My Kitchen Table
A knockdown design for a man on the moveSynopsis: Tim Gilchrist wanted a rugged, yet stylish kitchen table that was strong, sturdy, and portable. He suggests letting your lumber supplier do some of the work by surfacing your stock. He designed a wooden corner gusset, held in with hanger bolts, that he mortised and tenoned into the apron. He explains exactly how all the mortises and tenons need to be cut. Then he offers advice on turning the legs and making a tabletop that will withstand abuse.
I built my first kitchen table a number of years ago when I was still in college. My intent was to create a stylish yet indestructible platform capable of withstanding all potential abuse. I also wanted a piece of furniture that I could take apart and move at the end of the school year. That solid red oak structure bears its battle scars well. The table could support seven full kegs of beer at once, withstand the deeds of careless roommates and then be taken apart and moved with ease.
Now that I have a real job, a house and drink beer out of bottles, I decided to build a new table. I wanted something more stylish but with the same stalwart presence and convenient mobility of my trusty red oak table. I spent some time in furniture stores looking at tables for design inspiration before I found a style I was happy with.
Let your lumber supplier do some of the work
I work in a really small basement space. The dominant feature of the workspace is a large cast-iron oil burner, so I don’t have room for a lot of equipment. I do all my work on a Shopsmith combination tablesaw, bandsaw, lathe and drill press. Because I don’t own a jointer or a planer, I buy most of my lumber already surfaced. It costs a little more, but I don’t have any other choice, short of dressing it all by hand.

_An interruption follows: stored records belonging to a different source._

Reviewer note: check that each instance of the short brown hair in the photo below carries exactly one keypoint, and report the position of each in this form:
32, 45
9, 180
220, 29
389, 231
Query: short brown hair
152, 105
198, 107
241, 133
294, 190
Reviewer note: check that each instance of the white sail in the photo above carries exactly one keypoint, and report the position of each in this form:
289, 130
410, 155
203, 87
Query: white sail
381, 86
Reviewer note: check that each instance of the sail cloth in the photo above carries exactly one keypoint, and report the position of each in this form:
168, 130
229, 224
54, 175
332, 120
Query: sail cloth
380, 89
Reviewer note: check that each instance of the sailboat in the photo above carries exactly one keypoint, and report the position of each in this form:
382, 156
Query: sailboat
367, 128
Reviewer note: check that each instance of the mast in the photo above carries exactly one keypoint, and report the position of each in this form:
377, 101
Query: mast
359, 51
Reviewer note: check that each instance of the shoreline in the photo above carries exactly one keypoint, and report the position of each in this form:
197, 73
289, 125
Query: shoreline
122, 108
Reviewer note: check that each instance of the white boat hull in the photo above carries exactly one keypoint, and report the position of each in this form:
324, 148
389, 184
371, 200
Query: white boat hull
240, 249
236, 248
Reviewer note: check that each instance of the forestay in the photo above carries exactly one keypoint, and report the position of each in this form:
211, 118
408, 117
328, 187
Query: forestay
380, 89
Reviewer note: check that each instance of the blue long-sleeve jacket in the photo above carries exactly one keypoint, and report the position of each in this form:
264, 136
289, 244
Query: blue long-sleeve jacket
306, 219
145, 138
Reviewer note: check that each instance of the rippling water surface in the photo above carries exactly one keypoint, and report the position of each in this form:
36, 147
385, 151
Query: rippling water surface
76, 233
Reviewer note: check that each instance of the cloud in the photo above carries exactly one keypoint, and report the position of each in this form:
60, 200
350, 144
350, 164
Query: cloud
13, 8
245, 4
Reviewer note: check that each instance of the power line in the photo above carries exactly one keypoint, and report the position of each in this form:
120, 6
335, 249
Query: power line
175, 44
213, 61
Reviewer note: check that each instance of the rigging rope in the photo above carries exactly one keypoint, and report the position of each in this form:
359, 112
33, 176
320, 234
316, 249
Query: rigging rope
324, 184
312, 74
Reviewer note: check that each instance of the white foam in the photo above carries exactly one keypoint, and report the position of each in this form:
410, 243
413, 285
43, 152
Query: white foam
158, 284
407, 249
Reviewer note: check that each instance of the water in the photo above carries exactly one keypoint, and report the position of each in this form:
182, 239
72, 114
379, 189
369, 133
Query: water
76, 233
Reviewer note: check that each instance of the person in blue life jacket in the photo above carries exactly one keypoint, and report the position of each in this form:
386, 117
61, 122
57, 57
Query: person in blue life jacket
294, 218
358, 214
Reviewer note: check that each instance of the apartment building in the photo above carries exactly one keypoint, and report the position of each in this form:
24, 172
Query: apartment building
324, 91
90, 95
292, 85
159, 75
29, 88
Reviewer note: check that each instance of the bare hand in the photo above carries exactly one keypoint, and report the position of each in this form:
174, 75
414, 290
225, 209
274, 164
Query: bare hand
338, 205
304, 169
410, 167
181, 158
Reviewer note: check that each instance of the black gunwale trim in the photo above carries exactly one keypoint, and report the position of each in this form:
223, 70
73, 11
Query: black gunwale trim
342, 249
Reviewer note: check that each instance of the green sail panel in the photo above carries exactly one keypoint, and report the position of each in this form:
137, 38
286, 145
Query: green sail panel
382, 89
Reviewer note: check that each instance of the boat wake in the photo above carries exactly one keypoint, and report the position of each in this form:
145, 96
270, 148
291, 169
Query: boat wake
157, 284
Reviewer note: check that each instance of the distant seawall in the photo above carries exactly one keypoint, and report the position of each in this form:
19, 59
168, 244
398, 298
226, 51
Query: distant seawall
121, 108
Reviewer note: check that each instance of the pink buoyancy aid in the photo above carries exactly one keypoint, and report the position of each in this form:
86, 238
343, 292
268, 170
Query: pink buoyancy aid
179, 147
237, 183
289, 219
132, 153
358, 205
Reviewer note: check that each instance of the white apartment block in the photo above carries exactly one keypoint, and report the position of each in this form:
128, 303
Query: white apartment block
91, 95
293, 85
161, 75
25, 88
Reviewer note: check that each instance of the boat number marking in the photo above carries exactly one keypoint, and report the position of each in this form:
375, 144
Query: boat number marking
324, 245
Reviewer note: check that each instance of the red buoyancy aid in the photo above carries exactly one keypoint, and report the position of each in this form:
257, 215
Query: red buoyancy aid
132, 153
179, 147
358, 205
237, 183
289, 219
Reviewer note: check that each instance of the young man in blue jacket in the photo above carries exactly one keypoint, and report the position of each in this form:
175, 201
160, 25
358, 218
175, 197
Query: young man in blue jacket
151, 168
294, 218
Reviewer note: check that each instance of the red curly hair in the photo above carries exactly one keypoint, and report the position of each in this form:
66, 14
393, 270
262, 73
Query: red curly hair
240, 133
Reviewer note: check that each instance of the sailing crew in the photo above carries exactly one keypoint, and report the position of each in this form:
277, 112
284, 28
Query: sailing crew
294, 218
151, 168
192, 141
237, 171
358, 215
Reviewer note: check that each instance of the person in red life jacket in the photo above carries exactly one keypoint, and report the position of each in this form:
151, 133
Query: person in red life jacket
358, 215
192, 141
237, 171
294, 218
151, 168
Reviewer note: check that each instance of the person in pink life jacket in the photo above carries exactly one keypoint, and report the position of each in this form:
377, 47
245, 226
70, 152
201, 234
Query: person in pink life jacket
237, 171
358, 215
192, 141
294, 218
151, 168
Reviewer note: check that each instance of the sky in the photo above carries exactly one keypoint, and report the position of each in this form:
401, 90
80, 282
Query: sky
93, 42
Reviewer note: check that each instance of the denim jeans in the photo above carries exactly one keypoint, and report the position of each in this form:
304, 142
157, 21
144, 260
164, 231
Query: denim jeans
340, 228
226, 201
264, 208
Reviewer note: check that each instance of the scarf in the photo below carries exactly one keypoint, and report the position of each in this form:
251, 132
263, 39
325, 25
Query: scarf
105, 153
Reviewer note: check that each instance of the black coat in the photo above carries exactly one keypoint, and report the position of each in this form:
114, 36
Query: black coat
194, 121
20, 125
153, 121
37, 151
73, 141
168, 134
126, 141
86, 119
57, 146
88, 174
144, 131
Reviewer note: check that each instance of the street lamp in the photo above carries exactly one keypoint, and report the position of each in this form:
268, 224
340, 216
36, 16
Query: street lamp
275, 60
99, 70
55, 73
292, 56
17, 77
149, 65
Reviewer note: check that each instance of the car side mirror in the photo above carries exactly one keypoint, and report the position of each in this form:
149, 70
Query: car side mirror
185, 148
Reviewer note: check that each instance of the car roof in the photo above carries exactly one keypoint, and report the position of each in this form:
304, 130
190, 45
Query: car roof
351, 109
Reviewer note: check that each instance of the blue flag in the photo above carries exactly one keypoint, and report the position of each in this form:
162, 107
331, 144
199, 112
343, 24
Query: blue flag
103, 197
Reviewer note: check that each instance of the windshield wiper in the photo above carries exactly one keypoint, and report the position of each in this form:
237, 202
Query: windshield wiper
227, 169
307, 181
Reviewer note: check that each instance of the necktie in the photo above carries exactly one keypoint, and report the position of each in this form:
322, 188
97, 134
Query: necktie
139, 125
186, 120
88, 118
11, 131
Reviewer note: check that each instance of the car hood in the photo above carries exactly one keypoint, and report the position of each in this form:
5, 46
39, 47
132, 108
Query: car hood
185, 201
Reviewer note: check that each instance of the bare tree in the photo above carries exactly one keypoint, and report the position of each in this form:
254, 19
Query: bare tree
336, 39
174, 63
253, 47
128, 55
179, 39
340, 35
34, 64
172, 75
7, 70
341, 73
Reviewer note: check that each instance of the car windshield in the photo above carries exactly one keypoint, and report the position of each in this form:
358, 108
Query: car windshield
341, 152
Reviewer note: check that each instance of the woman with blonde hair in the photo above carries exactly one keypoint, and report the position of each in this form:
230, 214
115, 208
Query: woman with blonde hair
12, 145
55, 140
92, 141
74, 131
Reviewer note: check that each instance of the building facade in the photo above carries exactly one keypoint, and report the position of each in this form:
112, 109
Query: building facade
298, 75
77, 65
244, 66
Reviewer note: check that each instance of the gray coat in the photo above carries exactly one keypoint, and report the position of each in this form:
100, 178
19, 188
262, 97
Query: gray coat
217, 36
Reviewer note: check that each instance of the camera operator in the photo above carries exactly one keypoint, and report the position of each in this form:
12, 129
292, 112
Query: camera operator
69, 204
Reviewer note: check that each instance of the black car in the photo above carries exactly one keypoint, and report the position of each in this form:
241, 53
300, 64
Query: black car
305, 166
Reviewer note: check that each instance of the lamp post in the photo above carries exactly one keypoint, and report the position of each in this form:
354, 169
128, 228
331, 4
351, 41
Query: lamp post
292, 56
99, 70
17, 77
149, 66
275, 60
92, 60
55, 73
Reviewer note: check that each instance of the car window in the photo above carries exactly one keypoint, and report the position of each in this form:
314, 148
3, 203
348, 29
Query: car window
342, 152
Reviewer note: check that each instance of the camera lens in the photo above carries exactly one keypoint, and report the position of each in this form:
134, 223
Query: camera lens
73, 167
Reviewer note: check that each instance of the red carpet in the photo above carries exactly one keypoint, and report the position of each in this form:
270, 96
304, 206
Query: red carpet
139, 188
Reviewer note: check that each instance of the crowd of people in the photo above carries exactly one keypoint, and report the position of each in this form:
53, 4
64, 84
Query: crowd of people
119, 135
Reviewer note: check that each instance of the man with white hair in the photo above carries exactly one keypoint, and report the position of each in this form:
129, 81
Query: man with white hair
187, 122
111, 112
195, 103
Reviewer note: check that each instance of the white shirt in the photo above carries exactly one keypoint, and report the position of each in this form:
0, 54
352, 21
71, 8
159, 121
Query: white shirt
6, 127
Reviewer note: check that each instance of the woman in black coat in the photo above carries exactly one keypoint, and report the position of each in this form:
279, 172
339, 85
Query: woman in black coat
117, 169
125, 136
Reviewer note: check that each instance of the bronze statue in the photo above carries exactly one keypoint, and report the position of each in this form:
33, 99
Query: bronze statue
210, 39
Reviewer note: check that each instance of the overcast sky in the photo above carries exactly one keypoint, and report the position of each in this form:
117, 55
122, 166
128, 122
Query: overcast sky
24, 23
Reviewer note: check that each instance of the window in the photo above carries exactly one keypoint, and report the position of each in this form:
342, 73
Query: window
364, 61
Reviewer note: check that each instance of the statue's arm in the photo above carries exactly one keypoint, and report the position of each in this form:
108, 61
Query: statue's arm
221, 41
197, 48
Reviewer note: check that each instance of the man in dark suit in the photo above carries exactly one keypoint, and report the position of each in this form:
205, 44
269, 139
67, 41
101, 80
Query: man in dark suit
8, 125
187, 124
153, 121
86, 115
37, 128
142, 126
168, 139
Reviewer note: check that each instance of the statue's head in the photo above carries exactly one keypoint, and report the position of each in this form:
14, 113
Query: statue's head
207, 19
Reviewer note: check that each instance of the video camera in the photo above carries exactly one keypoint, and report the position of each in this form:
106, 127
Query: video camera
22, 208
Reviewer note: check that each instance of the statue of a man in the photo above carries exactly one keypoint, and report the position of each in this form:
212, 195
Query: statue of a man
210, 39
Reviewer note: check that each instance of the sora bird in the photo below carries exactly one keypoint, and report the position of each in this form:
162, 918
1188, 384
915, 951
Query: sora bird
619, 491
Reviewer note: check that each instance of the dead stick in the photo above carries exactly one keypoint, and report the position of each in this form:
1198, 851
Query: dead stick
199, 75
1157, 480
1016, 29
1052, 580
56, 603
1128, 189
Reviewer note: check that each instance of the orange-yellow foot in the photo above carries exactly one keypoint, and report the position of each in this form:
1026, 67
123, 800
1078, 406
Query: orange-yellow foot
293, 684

For this table, I chose 5/4 maple for the top and the apron, dressed to a full 1 in. thickness. For the turned legs, I got a good deal on some 8/4 Eastern white pine, clear as a winter’s day. So I had it dressed to a finished 11⁄4 in. thickness and laminated each leg from three thicknesses for a full 33⁄4 in. dimension. I’d never turned pine before. With this job, I learned that you have to keep your turning tools extra sharp to cut the pine cleanly.
Knockdown joints
My job may require me to relocate from one coast to the other, so I wanted to be able to take this table apart easily for the move. I’ve seen the stamped metal corner braces held in with wing nuts on hanger bolts on a lot of mass-produced furniture, but they looked too flimsy for my taste. So I designed a wooden corner gusset that would do the same thing. The ends of all four gussets and all four apron pieces were cut into tenons. The gussets fit into mortises cut into the inside of the apron pieces. The apron tenons slip into regular blind mortises cut into the legs.